Bagi seorang muslim, ada
keyakinan : kebaikan dan keburukan
sekecil apapun pasti ada balasannya, tak ada amal kebaikan yang sia-sia selama
ikhlas menjalaninya, tak ada amal buruk yang luput balasannya. Semua pasti ada
balasannya. Dan ini juga sekaligus menjawab tuduhan picik seorang plagiator
liberal yang mempertanyakan kehebatan apa yang diberikan seorang pelacur hingga
dibalas dengan puluhan juta. Amal zina pelacur sehebat apapun hanya akan
berakhir pada panasnya siksa neraka, sedangkan amal seorang wanita salehah
meski seringan bulu ketika dilakukan berdasarkan prinsip menggabungkan antara
materi dengan ruh, dilakukan ikhlas lillah maka akan menjadi amalan yang
membuat bidadari surga iri padanya.
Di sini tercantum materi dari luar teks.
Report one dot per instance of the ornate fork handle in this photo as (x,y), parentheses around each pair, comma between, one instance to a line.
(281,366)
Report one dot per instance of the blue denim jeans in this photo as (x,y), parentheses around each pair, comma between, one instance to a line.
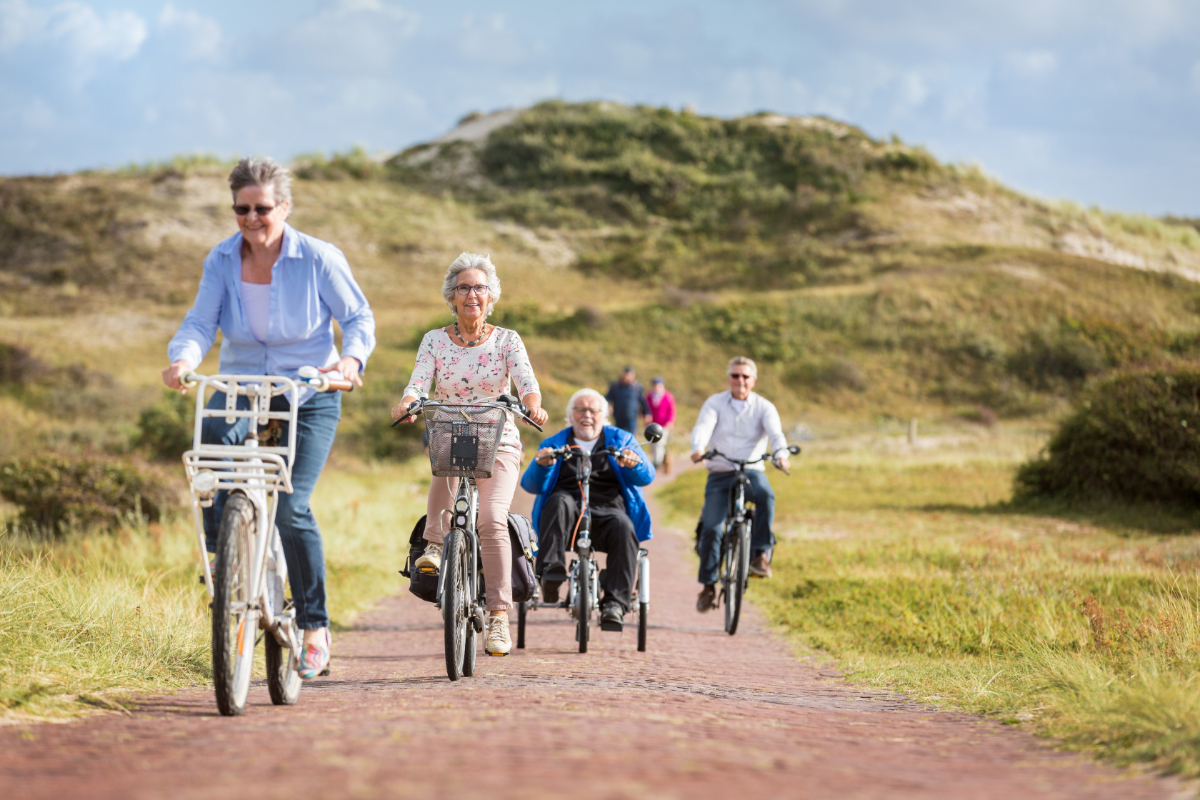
(316,428)
(717,509)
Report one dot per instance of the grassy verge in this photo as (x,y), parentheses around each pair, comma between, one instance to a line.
(910,570)
(90,619)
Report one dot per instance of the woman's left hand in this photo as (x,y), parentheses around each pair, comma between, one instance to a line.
(349,367)
(537,413)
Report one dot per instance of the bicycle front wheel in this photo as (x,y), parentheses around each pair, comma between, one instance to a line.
(737,566)
(234,624)
(583,603)
(454,601)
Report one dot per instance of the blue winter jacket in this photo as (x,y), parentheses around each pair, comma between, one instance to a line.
(540,480)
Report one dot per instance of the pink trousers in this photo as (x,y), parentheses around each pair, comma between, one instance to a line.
(495,498)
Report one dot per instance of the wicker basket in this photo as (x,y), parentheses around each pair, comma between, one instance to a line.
(463,439)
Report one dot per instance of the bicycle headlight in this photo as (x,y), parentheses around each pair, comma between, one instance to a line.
(204,481)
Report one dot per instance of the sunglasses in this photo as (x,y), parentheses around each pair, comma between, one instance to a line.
(261,210)
(465,289)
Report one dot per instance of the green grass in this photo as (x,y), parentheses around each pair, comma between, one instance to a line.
(915,573)
(97,617)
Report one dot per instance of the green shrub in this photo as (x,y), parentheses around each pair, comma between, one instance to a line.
(165,429)
(57,491)
(1134,438)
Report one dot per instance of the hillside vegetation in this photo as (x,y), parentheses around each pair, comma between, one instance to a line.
(869,280)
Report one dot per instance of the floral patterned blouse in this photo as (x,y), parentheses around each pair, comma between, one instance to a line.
(468,374)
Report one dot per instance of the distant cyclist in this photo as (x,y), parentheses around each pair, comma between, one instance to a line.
(741,425)
(627,398)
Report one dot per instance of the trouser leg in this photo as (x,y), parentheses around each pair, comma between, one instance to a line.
(555,527)
(762,537)
(612,533)
(495,500)
(717,507)
(215,431)
(299,534)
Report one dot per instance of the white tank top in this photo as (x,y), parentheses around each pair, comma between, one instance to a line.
(256,299)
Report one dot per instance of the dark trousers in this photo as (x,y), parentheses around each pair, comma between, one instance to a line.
(717,509)
(316,428)
(612,533)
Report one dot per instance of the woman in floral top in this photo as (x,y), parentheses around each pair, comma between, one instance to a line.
(466,362)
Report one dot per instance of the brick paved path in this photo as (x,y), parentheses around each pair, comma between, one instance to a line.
(700,715)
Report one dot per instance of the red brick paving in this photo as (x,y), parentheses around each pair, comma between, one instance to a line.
(700,715)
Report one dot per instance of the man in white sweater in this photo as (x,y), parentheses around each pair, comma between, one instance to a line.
(741,425)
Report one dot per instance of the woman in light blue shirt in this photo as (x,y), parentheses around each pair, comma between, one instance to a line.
(274,294)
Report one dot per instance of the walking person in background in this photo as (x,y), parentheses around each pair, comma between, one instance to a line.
(741,425)
(661,404)
(627,401)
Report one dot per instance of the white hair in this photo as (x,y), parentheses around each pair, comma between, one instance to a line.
(472,262)
(588,392)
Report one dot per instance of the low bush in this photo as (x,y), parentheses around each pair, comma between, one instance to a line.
(165,429)
(1134,438)
(55,492)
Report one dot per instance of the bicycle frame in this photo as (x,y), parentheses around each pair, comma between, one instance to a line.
(257,471)
(465,521)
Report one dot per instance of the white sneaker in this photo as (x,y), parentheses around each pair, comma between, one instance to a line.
(431,559)
(498,642)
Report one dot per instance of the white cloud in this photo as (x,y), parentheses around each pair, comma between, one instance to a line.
(118,36)
(1032,64)
(199,36)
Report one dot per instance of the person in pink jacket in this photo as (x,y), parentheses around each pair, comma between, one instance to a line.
(663,411)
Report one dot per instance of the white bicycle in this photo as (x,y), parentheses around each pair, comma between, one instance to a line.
(247,584)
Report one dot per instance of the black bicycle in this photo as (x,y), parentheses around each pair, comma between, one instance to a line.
(462,444)
(735,566)
(583,575)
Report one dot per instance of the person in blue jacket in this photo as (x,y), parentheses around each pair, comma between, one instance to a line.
(619,517)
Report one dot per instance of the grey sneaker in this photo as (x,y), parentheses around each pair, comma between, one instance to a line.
(431,559)
(498,642)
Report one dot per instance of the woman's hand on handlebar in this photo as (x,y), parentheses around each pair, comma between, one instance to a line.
(537,413)
(349,368)
(173,376)
(401,408)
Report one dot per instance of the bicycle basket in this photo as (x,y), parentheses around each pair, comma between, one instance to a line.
(463,439)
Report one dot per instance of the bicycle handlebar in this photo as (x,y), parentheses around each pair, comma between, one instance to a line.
(503,402)
(743,463)
(306,376)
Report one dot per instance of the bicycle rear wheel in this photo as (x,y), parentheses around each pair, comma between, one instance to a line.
(522,611)
(454,602)
(234,624)
(738,572)
(583,602)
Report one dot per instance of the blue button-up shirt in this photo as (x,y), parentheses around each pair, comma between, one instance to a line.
(311,287)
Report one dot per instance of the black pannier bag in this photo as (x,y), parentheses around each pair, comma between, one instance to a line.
(525,547)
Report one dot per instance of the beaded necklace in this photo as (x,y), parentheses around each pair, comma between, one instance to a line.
(462,338)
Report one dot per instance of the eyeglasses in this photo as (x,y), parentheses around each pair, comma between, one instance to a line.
(261,210)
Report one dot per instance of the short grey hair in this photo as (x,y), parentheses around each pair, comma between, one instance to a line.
(588,392)
(472,262)
(262,172)
(739,361)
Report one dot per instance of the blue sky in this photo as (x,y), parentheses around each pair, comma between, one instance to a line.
(1092,100)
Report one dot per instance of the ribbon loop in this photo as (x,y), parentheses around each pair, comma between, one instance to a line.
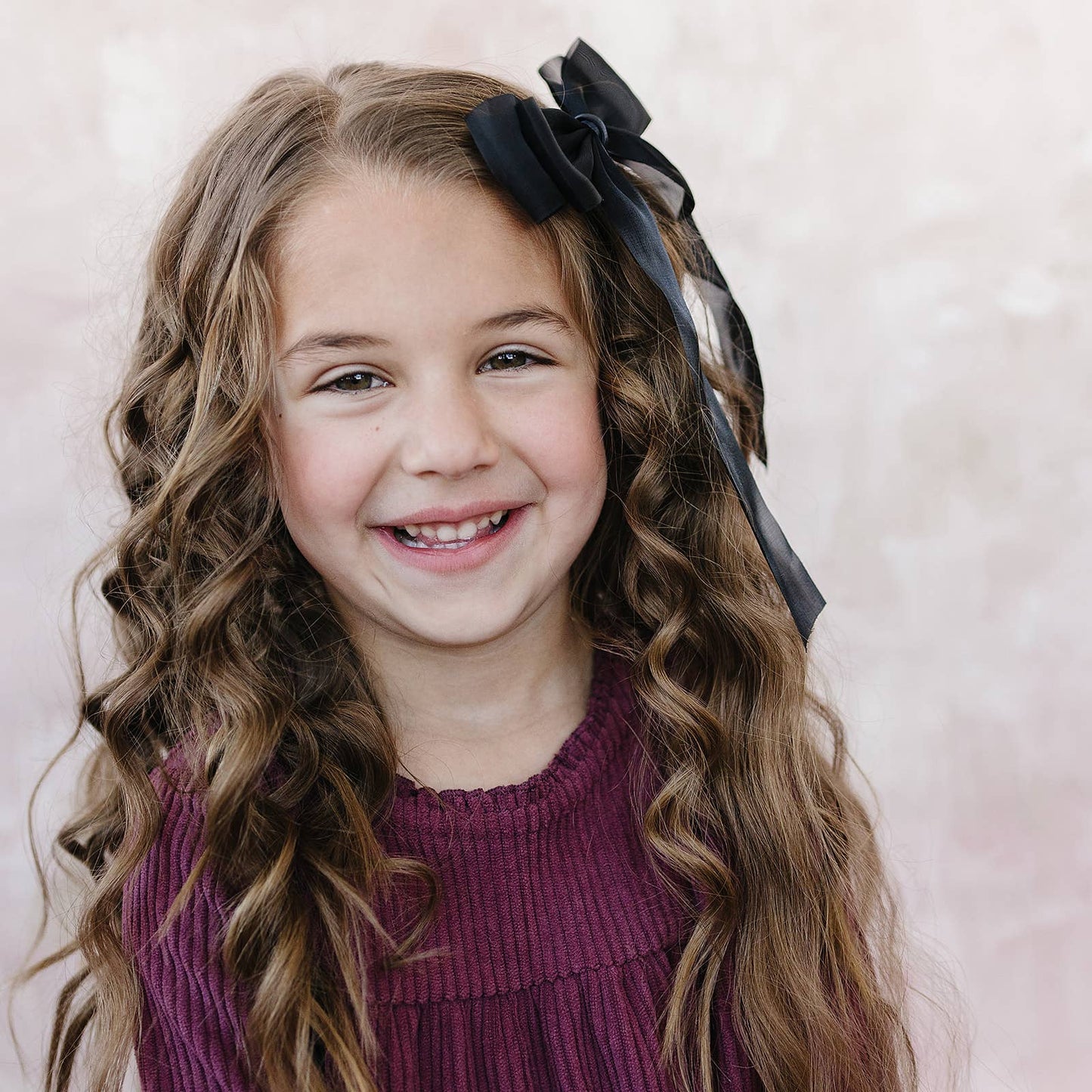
(549,157)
Puluhan juta tak layak menjadi imbalannya, terlalu
murah, karena surga yang menjadi balasannya, surga yang luasnya seluas langit
dan bumi.
Maka, siapapun kita, apapun
aktivitas kita, cukup pastikan kita tetap menjadi seorang muslim yang beramal
dengan ilmu sehingga tahu mana yang sesuai dengan perintah Allah dan RasulNya
serta yang sebaliknya. Pastikan ikhlas beramal semata karena Allah, ridha
dengan semua ujian dan musibah, pastikan husnul khatimah. Insya Allah
kebahagiaan hakiki di akhirat menanti.